Xilinx's side project for shrinking neural nets
A PyTorch library that lets you quantize layers individually without rewriting your model from scratch.

What it does
Brevitas provides quantized drop-in replacements for standard PyTorch layers—QuantConv2d, QuantLSTM, QuantMultiheadAttention, and others—so you can apply post-training quantization (PTQ) or quantization-aware training (QAT) without abandoning familiar APIs. Each tensor (weights, inputs, bias, outputs) gets its own tunable quantization settings.

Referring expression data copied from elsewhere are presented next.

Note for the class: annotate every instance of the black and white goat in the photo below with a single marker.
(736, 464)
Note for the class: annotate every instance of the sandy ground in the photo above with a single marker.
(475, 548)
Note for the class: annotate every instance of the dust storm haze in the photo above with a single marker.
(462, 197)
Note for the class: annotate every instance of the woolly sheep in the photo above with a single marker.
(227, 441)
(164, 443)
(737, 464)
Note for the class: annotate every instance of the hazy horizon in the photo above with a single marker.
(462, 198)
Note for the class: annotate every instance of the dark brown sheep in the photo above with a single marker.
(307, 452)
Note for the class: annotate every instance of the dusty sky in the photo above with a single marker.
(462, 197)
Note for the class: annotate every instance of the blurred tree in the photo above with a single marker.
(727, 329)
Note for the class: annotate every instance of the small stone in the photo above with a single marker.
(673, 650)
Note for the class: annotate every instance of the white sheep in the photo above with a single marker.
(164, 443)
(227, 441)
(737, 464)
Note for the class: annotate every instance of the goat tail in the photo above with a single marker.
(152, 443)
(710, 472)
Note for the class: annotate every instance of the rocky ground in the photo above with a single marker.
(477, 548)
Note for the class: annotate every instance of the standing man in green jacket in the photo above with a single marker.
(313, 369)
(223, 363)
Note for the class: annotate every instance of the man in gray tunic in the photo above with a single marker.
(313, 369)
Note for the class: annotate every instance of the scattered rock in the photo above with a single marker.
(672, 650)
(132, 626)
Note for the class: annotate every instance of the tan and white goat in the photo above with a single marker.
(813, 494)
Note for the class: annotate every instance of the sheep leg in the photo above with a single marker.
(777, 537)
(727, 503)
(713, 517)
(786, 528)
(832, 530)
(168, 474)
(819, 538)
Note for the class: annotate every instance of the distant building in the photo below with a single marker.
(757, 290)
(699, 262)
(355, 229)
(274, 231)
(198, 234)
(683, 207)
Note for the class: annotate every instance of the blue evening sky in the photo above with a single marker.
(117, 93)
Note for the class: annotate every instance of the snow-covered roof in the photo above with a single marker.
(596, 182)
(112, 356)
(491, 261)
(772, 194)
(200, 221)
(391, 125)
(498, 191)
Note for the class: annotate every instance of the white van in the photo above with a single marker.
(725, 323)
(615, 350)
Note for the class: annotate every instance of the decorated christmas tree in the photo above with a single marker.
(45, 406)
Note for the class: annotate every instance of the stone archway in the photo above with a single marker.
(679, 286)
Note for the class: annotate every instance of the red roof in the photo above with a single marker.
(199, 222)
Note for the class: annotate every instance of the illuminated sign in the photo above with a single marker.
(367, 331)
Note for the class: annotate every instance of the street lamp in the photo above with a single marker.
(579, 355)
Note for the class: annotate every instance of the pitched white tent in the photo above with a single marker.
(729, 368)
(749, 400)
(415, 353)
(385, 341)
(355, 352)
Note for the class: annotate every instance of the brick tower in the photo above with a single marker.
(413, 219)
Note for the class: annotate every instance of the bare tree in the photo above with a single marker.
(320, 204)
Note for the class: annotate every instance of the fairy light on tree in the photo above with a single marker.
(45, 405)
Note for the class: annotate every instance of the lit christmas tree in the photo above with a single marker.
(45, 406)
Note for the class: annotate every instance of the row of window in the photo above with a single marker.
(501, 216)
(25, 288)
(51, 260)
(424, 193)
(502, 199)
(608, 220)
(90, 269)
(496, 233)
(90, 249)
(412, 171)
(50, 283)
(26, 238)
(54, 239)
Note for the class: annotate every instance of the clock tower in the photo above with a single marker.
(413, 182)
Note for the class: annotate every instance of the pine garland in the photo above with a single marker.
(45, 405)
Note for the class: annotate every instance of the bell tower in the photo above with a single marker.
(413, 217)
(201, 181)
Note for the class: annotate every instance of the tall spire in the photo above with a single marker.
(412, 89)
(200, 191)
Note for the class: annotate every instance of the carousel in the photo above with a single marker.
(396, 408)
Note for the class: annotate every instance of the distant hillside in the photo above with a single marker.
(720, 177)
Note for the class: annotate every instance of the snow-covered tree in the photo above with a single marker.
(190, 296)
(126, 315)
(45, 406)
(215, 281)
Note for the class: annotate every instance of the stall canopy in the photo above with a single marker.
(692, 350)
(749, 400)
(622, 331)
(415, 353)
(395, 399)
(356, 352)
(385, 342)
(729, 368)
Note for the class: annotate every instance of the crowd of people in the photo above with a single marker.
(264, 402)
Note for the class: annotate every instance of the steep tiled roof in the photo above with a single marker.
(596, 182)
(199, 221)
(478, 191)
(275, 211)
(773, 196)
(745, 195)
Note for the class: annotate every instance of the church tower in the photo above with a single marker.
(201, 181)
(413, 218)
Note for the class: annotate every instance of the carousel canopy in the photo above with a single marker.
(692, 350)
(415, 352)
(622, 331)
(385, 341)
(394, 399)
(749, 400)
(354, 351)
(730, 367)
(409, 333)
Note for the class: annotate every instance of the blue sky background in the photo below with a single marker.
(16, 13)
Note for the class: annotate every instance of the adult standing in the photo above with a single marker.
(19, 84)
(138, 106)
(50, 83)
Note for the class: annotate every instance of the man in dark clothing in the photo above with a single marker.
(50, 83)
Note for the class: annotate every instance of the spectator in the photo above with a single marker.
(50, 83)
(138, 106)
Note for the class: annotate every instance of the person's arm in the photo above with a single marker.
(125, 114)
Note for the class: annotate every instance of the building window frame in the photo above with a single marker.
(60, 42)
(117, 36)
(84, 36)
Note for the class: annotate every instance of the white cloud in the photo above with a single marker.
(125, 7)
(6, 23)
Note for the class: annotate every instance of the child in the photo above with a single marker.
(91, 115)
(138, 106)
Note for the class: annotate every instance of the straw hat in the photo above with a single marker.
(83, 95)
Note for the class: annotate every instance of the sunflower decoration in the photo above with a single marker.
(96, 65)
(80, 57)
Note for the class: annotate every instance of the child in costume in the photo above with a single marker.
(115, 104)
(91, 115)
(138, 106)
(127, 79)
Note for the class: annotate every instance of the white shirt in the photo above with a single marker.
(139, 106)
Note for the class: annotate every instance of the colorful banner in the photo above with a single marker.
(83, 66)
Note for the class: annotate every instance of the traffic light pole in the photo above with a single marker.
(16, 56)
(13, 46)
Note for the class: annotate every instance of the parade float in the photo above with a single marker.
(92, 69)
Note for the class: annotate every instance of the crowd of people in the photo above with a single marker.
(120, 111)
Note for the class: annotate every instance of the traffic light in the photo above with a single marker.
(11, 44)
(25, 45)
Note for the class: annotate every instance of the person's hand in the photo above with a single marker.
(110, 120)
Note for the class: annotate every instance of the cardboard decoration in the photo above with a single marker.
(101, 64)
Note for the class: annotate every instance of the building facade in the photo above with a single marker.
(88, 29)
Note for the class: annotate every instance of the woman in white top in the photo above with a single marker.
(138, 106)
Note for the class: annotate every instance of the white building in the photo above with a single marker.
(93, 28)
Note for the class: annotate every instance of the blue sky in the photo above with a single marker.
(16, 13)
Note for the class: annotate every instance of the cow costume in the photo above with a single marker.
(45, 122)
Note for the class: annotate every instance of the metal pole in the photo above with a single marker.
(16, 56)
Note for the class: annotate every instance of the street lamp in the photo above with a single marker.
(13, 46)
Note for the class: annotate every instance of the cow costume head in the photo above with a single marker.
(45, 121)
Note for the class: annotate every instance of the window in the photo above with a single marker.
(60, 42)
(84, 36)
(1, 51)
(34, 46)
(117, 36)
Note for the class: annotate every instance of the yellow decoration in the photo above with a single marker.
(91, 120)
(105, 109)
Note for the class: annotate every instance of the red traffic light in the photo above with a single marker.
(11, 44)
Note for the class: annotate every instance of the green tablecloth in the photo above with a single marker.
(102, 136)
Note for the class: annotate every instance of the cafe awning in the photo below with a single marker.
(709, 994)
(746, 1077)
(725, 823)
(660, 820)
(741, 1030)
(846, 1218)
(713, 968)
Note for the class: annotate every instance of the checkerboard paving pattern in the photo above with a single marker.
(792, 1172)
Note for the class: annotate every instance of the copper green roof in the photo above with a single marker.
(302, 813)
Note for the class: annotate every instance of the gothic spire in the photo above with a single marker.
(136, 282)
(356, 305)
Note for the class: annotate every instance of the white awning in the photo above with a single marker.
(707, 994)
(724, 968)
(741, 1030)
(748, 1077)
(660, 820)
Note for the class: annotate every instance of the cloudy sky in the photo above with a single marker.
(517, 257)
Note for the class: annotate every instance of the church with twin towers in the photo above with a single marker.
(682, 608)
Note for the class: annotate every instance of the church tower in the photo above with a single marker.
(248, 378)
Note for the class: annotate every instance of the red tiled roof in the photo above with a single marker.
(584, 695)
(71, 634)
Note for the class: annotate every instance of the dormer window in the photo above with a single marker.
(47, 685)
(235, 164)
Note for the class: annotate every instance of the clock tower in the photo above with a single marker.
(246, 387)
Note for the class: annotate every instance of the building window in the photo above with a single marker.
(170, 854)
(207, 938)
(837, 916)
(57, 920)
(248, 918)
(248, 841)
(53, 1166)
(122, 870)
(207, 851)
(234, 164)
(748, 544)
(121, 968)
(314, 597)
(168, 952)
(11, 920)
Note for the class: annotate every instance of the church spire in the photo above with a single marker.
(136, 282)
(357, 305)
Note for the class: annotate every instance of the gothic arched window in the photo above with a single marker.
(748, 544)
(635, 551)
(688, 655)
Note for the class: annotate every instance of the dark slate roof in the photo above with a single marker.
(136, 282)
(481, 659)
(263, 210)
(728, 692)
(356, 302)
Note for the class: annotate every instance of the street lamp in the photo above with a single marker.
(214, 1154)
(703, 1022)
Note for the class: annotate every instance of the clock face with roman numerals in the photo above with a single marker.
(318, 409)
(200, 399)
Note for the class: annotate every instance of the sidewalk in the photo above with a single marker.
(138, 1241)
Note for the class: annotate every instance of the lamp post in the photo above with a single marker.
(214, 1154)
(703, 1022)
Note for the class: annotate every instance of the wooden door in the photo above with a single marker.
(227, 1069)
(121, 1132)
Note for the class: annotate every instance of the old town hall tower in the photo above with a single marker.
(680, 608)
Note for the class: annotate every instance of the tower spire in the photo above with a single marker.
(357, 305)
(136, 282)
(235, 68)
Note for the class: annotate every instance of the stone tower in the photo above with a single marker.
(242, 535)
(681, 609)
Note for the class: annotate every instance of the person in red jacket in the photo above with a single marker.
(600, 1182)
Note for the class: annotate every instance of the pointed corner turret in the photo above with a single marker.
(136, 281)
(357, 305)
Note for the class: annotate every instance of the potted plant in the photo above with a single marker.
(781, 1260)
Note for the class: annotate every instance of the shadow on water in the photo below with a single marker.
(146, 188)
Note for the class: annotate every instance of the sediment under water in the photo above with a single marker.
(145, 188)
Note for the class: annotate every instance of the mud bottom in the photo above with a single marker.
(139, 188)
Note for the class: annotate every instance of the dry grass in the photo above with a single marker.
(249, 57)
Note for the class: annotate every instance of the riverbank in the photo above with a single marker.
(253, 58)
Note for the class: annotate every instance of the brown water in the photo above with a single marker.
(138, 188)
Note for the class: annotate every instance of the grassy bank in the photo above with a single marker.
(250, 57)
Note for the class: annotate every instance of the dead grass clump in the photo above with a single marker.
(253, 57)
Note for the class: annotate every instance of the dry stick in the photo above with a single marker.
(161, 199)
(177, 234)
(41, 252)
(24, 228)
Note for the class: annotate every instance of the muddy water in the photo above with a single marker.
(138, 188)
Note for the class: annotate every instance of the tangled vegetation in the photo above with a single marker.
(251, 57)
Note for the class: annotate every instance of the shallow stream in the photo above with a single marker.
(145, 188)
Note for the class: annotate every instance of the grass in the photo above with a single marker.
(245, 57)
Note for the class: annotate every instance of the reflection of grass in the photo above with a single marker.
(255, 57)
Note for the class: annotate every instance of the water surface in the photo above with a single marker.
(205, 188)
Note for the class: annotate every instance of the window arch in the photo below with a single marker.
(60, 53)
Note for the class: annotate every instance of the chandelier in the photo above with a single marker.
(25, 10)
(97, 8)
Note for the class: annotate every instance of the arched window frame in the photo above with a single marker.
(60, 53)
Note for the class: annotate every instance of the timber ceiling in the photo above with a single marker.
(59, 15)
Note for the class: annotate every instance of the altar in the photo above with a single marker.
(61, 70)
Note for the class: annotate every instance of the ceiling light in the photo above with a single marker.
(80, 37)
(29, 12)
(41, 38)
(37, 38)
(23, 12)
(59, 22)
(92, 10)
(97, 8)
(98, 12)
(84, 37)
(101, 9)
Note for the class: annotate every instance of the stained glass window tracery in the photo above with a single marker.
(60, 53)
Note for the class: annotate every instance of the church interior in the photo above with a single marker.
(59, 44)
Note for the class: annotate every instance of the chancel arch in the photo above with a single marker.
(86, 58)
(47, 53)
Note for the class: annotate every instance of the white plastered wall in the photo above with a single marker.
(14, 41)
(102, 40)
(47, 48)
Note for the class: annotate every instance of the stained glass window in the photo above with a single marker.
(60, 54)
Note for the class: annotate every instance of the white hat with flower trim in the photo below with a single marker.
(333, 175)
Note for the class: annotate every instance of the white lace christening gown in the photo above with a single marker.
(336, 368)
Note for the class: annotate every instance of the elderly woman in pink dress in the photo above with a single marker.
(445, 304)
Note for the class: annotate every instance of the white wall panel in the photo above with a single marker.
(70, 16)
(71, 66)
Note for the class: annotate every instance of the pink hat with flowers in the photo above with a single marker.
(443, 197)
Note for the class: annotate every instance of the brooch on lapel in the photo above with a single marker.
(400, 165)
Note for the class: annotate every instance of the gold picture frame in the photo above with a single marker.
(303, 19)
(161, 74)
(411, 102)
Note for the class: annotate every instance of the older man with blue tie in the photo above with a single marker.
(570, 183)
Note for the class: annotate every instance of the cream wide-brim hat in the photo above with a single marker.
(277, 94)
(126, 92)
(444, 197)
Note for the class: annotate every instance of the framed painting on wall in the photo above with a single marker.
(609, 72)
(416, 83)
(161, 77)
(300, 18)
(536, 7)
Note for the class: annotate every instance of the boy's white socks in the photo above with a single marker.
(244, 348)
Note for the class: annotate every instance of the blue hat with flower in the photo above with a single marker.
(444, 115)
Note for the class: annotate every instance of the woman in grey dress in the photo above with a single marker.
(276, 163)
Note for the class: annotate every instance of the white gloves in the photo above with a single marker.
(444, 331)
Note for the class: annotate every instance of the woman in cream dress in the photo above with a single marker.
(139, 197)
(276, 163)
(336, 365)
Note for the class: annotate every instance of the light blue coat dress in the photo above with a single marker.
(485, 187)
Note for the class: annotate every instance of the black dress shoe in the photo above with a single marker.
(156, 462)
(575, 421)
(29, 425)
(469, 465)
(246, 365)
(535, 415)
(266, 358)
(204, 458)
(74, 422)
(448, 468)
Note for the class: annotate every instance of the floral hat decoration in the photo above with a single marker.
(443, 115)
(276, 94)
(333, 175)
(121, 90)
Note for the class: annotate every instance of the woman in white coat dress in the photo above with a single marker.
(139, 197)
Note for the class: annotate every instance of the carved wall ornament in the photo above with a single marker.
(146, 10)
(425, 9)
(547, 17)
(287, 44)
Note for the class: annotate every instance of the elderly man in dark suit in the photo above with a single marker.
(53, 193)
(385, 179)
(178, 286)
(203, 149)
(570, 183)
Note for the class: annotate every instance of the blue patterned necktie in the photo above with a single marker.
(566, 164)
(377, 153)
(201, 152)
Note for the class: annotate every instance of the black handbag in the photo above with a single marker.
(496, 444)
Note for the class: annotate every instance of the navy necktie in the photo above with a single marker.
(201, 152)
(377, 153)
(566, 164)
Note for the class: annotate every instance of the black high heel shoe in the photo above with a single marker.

The interesting bit The granularity is the selling point: you can tune bit-width and scale per-layer rather than accepting one-size-fits-all quantization. There’s also a reference PTQ pipeline for ImageNet models if you want to see how a torchvision model behaves at 4-bit versus 8-bit.
Key highlights
- Drop-in quantized variants of common
torch.nnlayers underbrevitas.nn - Independent quantization config for weights, activations, bias, and outputs
- Supports both PTQ and QAT workflows
- Reference example for ImageNet classification PTQ included
- Available on PyPI; supports Python 3.9–3.12 and PyTorch 1.12–2.8
Caveats
- Explicitly labeled a research project, not an official Xilinx product
- PyTorch versions beyond 2.8 are untested, so bleeding-edge installs may break
Verdict Worth a look if you’re shipping models to FPGA or edge hardware and need fine-grained control over quantization tradeoffs. Skip it if you want a polished, vendor-supported toolchain with guaranteed upstream compatibility.